The Altar was "by the hot-brained zealots in 41 (1641) demolished; so that not the least footsteps now remain;" and only a gray stone slab marks the resting place of the last male heir of the Tudors. But when in 1868 Dean Stanley made the memorable search in the vaults of the Abbey to discover where James the First was buried—a mystery unsolved till then—a beautiful piece of a carved white marble frieze was found at the entrance of Edward the Sixth's grave. This fragment, three feet eight inches long, seven inches high, and six inches thick, is the only relic which exists of Torregiano's altar. It is now restored as far as possible to its original position, under the present altar in Henry the Seventh's Chapel.
King Edward's funeral, like his coronation, was remarkable in many ways. It was the first service of the Reformed Church of England ever used over an English sovereign; and this concession was made by the King's Roman Catholic sister, Queen Mary. She was not present; being at the requiem sung in the Tower under the direction of Gardiner, her chief adviser. Archbishop Cranmer conducted the service at Westminster. Thus "the last and saddest function of his public ministry which he was destined to perform," was the burial of his godson, this young king, whom he had both baptized and crowned.
"The one admirable thing which the unhappy reign produced," must however never be forgotten. While King Edward's uncle Somerset was ruining the kingdom, and paying with his head for his ambition—while the Duke of Northumberland was plotting to set aside Henry the Eighth's will, and to place his own daughter-in-law, the hapless Lady Jane Grey, on the throne of England—Cranmer, Archbishop of Canterbury, was working on quietly in the midst of all the uproar of war and treason, plot and counter-plot, at the English prayer book.

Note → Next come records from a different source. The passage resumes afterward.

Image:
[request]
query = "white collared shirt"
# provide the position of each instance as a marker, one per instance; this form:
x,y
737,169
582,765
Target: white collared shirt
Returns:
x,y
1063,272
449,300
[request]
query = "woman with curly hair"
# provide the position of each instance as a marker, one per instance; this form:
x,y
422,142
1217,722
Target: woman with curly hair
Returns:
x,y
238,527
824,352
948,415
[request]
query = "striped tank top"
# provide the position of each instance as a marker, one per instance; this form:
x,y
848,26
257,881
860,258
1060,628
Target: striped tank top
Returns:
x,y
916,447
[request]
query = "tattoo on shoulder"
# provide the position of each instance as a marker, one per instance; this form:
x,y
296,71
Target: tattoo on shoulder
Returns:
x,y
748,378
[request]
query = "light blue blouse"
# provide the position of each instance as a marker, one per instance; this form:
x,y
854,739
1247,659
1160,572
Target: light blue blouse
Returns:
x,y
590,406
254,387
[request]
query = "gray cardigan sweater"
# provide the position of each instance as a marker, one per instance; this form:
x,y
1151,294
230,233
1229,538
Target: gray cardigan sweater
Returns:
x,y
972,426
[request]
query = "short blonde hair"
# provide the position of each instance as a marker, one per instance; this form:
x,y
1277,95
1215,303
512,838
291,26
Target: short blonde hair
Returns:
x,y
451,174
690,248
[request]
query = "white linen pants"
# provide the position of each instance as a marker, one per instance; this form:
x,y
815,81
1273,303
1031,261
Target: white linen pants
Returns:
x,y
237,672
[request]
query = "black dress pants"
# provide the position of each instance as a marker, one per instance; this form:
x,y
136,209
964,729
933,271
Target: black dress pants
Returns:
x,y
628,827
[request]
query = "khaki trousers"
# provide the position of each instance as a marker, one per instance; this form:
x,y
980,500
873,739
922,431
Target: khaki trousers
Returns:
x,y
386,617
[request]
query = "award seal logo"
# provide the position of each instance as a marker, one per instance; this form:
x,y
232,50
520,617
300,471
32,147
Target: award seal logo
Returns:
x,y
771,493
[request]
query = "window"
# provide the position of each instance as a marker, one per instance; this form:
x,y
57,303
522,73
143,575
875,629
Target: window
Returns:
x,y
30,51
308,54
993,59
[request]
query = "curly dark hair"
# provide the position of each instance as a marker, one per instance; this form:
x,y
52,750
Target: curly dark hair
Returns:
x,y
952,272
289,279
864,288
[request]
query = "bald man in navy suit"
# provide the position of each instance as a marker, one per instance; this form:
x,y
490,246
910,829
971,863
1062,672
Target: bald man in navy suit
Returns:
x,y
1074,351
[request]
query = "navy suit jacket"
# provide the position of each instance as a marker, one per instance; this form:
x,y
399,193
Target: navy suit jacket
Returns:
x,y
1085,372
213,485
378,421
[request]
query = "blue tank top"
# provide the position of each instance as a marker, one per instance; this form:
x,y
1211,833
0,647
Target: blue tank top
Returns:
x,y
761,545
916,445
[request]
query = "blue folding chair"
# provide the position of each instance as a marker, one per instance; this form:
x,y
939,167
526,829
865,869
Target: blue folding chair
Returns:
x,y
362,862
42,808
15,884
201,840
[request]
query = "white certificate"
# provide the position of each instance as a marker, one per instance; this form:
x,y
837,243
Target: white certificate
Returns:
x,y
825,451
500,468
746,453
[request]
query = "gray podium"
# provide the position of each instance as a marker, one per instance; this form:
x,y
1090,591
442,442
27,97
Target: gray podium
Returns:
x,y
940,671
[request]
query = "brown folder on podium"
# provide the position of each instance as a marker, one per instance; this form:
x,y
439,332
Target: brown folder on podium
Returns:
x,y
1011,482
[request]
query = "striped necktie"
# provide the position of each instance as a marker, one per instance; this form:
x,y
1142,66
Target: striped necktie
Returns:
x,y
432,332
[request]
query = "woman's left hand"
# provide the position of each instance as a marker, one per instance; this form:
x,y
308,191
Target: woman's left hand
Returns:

As the translation of the Bible bears upon it the imprint of the mind of Tyndal, so, while the Church of England remains, the image of Cranmer will be seen reflected on the calm surface of the Liturgy. The most beautiful portions of it are translations from the Breviary; yet the same prayers translated by others would not be those which chime like church-bells in the ears of the English child. The translations, and the addresses which are original, have the same silvery melody of language, and breathe the same simplicity of spirit.
One other admirable memory has the reign of Edward left in England. If you stand on Westminster Bridge near the houses of Parliament, and look across the Thames, you see several huge piles of red brick and white stone rising on the Lambeth shore. This is the modern St. Thomas's Hospital, one of the finest in England, built on the foundation which Edward made. Ridley in a sermon preached before the young king, urged the rich to be merciful to the poor and to comfort and relieve them by charitable works. The sermon so impressed the boy that he founded St. Thomas's—St. Bartholomew's Hospital, in Smithfield, where a few years later the martyrs were to suffer at the stake under his ruthless sister Mary—and Christ's Hospital, which we all know as the "Bluecoat" school, where Charles Lamb, and Coleridge, and Thackeray and many another learned man spent their schooldays. But the boy-king did yet more. In eighteen towns of England he founded the famous Grammar Schools which "throw a lustre over the name of Edward," although he did not live to see the fruit of his noble thought.